# Finally going for the tattoo look



## Tames D (Mar 25, 2007)

Well I finally decided to commit to my first tattoo. I have a few designs I'm interested in but not sure which one I want to start with. I'd like to have multiple tattoo's by the end of the year if the first one works out good. 

What's been stopping me all these years is the fear of having a screwed up tattoo that I have to live with, or worse. So I'm looking for any advice on what to do and especially what NOT to do, how to identify a good and safe artist etc.This may have been covered in other threads but I couldn't find anything.

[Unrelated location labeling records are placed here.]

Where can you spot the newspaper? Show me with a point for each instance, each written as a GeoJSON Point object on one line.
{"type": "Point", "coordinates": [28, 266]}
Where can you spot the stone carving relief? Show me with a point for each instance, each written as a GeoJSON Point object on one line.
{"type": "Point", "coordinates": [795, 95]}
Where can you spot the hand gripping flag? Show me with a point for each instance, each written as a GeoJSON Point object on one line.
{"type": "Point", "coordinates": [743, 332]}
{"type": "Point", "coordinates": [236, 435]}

I know there are more than a few of you with body ink and I'd love to hear from you. The good, the bad and the ugly.


----------



## wade (Mar 25, 2007)

When you find one that says "hey, that's me"! Then get it. If if doesn't then don't. Do not get one just to have one. DON"T!!!!!!!! You have to remember that tattoo's are like drugs, they are addictive. The more you get the more you want so be careful where you go with this. Uh, or so I have heard, my opinion only, of course.


----------



## LuzRD (Mar 25, 2007)

i definately agree with everything wade said.

 living in SoCal you must know plenty of people with tattoos, ask them where they got theirs done, and how they felt about the place, the artist, and the work. 
Heck i wouldnt think twice about asking a complete stranger i saw with a nice tattoo where they got it, and more often than not people will be glad to talk to you about their tattoos. its kinda a tattoo thing in my experience (your mileage may vary, so dont walk up to the guy with the prison tattoos while hes robbing a store and kicking a puppy :uhyeah: ) 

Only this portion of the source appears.